LONDON (Reuters) - Russian spying against Britain remains at Cold War levels, diverting intelligence resources that would be better devoted to fighting al Qaeda, the head of the MI5 intelligence agency said on Monday.
Jonathan Evans said espionage by a number of countries, also including China, was a distraction from countering militant Islamists who were growing in number and now targeting children as young as 15 in Britain.
“Since the end of the Cold War we have seen no decrease in the numbers of undeclared Russian intelligence officers in the UK — at the Russian embassy and associated organizations conducting covert activity in this country,” Evans said.
“So despite the Cold War ending nearly two decades ago, my service is still expending resources to defend the UK against unreconstructed attempts by Russia, China and others to spy on us,” he added in his first public speech since taking over as head of MI5, the domestic spy agency, in April.

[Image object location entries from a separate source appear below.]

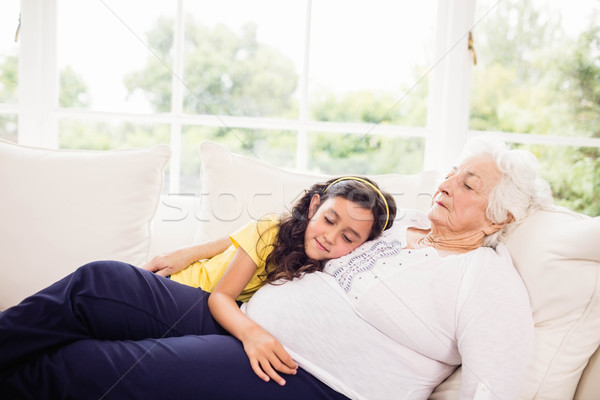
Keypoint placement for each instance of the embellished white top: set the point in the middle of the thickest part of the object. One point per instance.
(387, 322)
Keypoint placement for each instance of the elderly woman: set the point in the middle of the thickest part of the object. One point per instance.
(391, 320)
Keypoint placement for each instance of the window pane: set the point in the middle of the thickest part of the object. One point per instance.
(8, 127)
(113, 57)
(243, 58)
(541, 75)
(9, 21)
(108, 135)
(334, 154)
(369, 60)
(273, 147)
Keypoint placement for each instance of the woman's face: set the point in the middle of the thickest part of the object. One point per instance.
(336, 227)
(460, 203)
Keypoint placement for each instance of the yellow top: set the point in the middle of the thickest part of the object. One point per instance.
(255, 238)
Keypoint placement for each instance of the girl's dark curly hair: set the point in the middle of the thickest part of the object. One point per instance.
(288, 259)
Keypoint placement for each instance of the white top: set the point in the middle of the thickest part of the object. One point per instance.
(386, 322)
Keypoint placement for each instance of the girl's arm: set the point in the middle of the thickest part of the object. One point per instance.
(265, 353)
(171, 263)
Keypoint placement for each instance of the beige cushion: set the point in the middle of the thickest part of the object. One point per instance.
(237, 189)
(557, 253)
(61, 209)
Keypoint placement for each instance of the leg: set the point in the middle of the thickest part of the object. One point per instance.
(103, 300)
(188, 367)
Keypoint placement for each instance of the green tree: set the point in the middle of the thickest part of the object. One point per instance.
(531, 78)
(9, 73)
(223, 73)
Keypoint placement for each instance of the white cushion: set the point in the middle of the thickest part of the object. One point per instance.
(63, 208)
(237, 189)
(557, 253)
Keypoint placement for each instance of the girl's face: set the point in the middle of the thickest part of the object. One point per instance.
(336, 227)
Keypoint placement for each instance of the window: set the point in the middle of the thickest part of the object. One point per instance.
(537, 84)
(9, 67)
(327, 86)
(272, 79)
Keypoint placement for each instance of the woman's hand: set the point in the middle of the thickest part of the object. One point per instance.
(267, 356)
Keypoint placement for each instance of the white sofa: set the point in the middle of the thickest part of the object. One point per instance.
(61, 209)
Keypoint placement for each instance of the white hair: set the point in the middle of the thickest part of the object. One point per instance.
(520, 191)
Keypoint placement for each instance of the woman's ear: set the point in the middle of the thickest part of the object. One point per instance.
(492, 227)
(315, 201)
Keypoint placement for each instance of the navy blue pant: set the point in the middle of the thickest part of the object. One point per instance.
(114, 331)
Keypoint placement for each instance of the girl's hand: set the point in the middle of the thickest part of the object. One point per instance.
(171, 263)
(267, 356)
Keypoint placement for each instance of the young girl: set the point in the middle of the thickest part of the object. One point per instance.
(109, 300)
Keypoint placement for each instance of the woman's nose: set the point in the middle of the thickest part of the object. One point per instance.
(328, 236)
(445, 186)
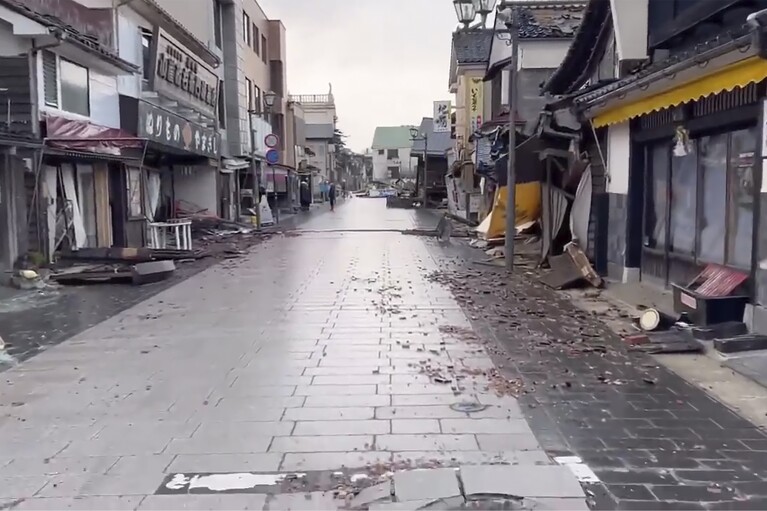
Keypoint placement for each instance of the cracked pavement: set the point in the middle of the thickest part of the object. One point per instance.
(322, 370)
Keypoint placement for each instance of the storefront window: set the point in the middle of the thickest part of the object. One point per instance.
(684, 172)
(713, 208)
(740, 212)
(657, 197)
(134, 193)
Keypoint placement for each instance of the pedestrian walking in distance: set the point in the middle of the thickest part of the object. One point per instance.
(332, 196)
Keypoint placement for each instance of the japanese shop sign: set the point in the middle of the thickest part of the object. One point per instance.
(170, 129)
(180, 74)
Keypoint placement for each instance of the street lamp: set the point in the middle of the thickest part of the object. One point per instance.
(466, 11)
(484, 8)
(415, 134)
(269, 99)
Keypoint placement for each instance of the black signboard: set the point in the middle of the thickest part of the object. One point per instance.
(167, 128)
(182, 75)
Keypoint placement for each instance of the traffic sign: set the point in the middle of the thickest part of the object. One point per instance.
(271, 140)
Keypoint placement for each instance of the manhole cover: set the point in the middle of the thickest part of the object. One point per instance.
(468, 407)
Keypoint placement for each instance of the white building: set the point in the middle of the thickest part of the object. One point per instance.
(391, 149)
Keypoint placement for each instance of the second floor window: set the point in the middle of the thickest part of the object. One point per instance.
(66, 85)
(246, 35)
(249, 93)
(217, 21)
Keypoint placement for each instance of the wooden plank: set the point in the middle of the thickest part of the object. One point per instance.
(103, 211)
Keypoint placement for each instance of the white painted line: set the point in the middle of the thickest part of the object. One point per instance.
(582, 472)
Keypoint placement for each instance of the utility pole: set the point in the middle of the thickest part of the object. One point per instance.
(511, 169)
(254, 172)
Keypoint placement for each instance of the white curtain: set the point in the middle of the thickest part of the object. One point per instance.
(151, 194)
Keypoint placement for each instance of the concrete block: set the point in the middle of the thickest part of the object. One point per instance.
(521, 481)
(430, 484)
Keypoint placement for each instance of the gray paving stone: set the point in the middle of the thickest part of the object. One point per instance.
(372, 494)
(490, 426)
(303, 501)
(525, 481)
(219, 445)
(204, 502)
(335, 390)
(416, 388)
(440, 483)
(265, 391)
(346, 401)
(510, 442)
(80, 503)
(329, 414)
(428, 399)
(219, 429)
(416, 459)
(322, 443)
(414, 426)
(546, 504)
(21, 487)
(368, 379)
(57, 465)
(350, 427)
(411, 505)
(333, 460)
(426, 442)
(417, 412)
(261, 462)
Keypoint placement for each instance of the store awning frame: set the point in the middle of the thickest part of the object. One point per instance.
(737, 75)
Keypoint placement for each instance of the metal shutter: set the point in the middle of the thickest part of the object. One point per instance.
(50, 79)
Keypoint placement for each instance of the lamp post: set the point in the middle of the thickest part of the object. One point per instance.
(262, 112)
(415, 134)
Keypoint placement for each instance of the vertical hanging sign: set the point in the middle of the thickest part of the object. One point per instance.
(476, 99)
(441, 116)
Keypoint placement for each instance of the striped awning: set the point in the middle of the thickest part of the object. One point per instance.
(740, 74)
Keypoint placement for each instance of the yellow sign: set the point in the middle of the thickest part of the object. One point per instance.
(476, 90)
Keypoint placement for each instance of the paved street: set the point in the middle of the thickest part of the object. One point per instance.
(323, 370)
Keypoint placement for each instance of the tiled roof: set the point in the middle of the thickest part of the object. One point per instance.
(549, 22)
(586, 50)
(735, 39)
(392, 137)
(319, 131)
(85, 41)
(472, 46)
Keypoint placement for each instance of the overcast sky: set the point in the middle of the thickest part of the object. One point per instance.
(388, 60)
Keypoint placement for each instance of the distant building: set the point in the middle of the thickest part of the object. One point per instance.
(392, 146)
(320, 127)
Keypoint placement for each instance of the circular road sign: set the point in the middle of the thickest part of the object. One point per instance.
(271, 140)
(272, 156)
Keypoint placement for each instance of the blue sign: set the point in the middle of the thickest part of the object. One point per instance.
(272, 156)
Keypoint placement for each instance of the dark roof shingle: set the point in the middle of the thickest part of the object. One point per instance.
(549, 22)
(85, 41)
(472, 46)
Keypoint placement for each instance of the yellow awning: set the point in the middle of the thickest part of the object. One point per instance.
(740, 74)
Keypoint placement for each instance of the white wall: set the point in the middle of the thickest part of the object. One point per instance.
(381, 164)
(630, 22)
(197, 185)
(104, 98)
(542, 54)
(10, 45)
(319, 116)
(618, 150)
(130, 49)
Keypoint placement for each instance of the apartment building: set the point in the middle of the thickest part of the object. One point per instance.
(392, 146)
(252, 48)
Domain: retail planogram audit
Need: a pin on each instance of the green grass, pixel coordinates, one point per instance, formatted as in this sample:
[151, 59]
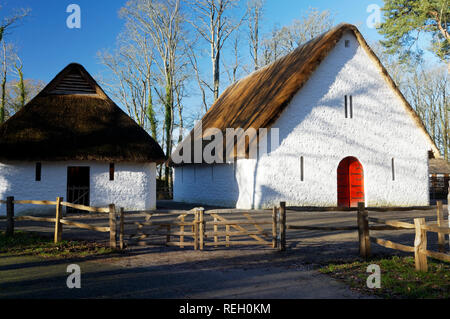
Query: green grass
[27, 243]
[399, 279]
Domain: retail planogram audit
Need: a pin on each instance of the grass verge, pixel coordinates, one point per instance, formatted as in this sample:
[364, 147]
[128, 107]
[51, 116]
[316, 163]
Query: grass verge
[27, 243]
[399, 279]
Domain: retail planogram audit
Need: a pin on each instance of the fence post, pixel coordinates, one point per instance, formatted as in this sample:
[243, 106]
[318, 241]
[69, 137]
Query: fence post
[448, 212]
[274, 227]
[182, 231]
[420, 245]
[363, 231]
[282, 226]
[112, 226]
[9, 216]
[121, 229]
[196, 218]
[440, 223]
[58, 225]
[201, 227]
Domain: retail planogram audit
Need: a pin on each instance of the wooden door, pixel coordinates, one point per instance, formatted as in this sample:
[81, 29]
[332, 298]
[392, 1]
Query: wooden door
[350, 182]
[78, 185]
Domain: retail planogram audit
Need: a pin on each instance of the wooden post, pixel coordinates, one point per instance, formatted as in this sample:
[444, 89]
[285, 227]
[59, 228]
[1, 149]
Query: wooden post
[168, 234]
[201, 228]
[58, 225]
[196, 218]
[216, 229]
[440, 223]
[112, 226]
[420, 245]
[9, 216]
[282, 226]
[182, 231]
[363, 231]
[122, 229]
[274, 227]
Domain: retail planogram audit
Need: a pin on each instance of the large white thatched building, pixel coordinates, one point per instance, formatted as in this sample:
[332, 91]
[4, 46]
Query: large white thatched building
[346, 134]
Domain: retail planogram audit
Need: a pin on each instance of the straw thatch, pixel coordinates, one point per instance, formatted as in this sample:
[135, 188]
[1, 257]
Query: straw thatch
[258, 100]
[73, 119]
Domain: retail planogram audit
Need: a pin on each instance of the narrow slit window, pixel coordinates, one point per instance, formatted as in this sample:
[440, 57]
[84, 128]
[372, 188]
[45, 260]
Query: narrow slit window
[351, 106]
[393, 169]
[182, 175]
[111, 171]
[346, 106]
[38, 172]
[302, 173]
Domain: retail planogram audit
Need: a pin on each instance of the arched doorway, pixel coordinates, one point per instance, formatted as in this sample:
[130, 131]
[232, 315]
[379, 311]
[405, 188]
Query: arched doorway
[350, 182]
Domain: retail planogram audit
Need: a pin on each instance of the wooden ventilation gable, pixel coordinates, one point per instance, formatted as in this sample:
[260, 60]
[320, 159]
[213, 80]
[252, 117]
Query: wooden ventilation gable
[73, 84]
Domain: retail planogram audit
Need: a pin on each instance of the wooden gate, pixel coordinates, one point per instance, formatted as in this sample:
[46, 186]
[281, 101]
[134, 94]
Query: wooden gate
[235, 227]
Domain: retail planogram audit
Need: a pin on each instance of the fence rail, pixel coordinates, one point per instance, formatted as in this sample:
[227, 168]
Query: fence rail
[58, 221]
[420, 243]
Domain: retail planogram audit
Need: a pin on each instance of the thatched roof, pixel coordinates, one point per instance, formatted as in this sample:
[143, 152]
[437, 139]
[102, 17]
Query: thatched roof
[258, 100]
[73, 119]
[438, 166]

Evans said a number of countries were still actively seeking to steal sensitive civilian and military technology, political and economic intelligence, including via sophisticated electronic attacks on computer networks.
“It is a matter of some disappointment to me that I still have to devote significant amounts of equipment, money and staff to countering this threat,” Evans said.
“They are resources which I would far rather devote to countering the threat from international terrorism — a threat to the whole international community, not just the UK.”
His singling-out of Russia underlined the poor state of relations between the two countries’ governments and between their security agencies.
Each expelled four of the other’s diplomats in July in a row over Moscow’s refusal to extradite the chief suspect in the murder of Alexander Litvinenko, a former KGB agent turned Kremlin critic who was poisoned with radioactive polonium in London a year ago. The two sides have also suspended cooperation on counter-terrorism.
In his speech, Evans said MI5 knew of at least 2,000 British-based individuals who posed a direct threat to national security because of their support for terrorism, “and we suspect that there are as many again that we don’t yet know of”.
A year ago, his predecessor put the figure at about 1,600.
“As I speak, terrorists are methodically and intentionally targeting young people and children in this country,” Evans said.
“They are radicalizing, indoctrinating and grooming young, vulnerable people to carry out acts of terrorism. This year, we have seen individuals as young as 15 and 16 implicated in terrorist-related activity.”
Several British militant conspiracies have featured links to al Qaeda in Pakistan, including suicide bombings that killed 52 people in London in 2005.
But Evans said plots were now being driven from an increasing range of overseas countries, including Somalia. He noted the emergence of a new al Qaeda arm in North Africa, and said the network’s Iraqi branch was also intent on promoting attacks outside Iraq.
“This sort of extension of the al Qaeda brand to new parts of the Middle East and beyond poses a further threat to us in this country,” Evans said.
He said Britain could expect more attacks. “I do not think that this problem has yet reached its peak.”